The air sizzled with anticipation as stars blanketed the sky above the night stage at the Michigan Womyn’s Music Festival. This annual ritual, which occurred every August for forty years from 1976 to 2016, brought thousands of womyn from around the world to the Northern Michigan woods to sing, dance, laugh, and commune in a community created by womyn (including the construction of stages, showers, gathering areas, medical tents, transportation systems, garbage pick-up and kitchen), for womyn. While waiting for the nightly three-hour extravaganza, new friendships inevitably blossomed. That’s how Sharon and I met. Susan, Anne, and I sat gorging ourselves on pints of Häagen-Dazs® ice cream with a group of friends when Sharon turned around to rib us about it. That’s all it took for a friendship to be born.
Sharon grew up as the child of Christian missionaries living in various locales around the world, including China, India, and Pakistan. From those experiences, she learned how to make home wherever she found herself, at least when it involved finding a place to sleep. Her adaptability challenged me to examine my own flexibility when I found myself in new surroundings.
Most importantly, though, Sharon taught me about what it means to respond to the needs of those you love. When Susan told those close to her that her cancer had returned and that her diagnosis was terminal, Sharon put her doctoral program at Notre Dame on hold to go to Chicago and become her caregiver. Susan already had physical challenges that made it difficult for her to walk. As her illness progressed, even leaving her bed became impossible. Sharon stayed with her, cared for her, and tended to Susan’s many needs so she could die in peace. Sharon did everything she could for her even if it meant that her own needs, her own plans, took the backseat.
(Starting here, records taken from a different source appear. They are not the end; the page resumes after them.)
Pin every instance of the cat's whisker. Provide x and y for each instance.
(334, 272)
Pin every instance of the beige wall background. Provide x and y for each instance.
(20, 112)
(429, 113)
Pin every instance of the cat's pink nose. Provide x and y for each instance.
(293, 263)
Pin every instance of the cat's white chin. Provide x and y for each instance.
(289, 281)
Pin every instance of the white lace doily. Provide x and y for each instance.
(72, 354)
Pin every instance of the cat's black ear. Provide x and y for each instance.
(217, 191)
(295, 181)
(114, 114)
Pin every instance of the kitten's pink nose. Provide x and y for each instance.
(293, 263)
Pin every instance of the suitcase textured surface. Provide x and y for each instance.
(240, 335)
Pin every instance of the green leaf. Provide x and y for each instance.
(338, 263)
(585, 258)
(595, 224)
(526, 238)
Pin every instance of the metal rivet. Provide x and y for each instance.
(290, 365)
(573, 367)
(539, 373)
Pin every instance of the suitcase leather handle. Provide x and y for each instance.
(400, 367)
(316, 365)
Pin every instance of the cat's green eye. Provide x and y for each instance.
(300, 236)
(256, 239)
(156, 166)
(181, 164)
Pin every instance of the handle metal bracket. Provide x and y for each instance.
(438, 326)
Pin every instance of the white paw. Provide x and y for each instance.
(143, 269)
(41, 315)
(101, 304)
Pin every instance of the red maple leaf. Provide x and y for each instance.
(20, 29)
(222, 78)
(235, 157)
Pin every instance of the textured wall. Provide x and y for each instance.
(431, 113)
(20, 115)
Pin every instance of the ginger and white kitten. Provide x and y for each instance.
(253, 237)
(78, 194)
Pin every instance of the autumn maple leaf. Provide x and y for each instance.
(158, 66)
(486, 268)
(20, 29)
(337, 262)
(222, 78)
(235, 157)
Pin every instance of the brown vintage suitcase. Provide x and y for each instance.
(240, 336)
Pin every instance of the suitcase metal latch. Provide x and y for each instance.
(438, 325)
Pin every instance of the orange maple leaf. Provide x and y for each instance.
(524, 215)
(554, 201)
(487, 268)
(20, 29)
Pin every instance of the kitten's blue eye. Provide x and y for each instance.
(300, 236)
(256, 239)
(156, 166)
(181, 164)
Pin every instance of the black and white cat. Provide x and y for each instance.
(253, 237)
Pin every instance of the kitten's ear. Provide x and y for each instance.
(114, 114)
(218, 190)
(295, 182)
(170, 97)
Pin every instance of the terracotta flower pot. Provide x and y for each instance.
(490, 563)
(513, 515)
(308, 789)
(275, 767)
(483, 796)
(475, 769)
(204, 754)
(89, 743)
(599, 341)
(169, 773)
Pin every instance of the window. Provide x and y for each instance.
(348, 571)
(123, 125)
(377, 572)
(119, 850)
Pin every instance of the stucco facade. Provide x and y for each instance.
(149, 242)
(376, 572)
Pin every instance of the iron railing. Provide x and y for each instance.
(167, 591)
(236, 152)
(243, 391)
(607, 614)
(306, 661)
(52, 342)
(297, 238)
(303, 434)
Although I had the flexibility in my work to do the same, and even though I considered Susan my dearest friend, the thought didn’t cross my mind to step into that role. In fact, I even struggled to make time to visit Susan during her illness and only arrived the day before she died. Barely coherent at the time, Susan’s only words to me the last time I saw her were, “About time you got here.” She died soon after I left to head back to my all-too-important life, and although I can’t say for certain, I believe Susan waited for me to arrive so she could let her spirit go.
That experience changed me, and I vowed that I would not allow that to happen again. That’s why I was with Joy when her partner Carla died and why I helped my former partner Anne through her death. Sharon modeled for me that taking the time to be there for the most important moments in life, no matter what the personal and professional cost, is what faithfulness is all about.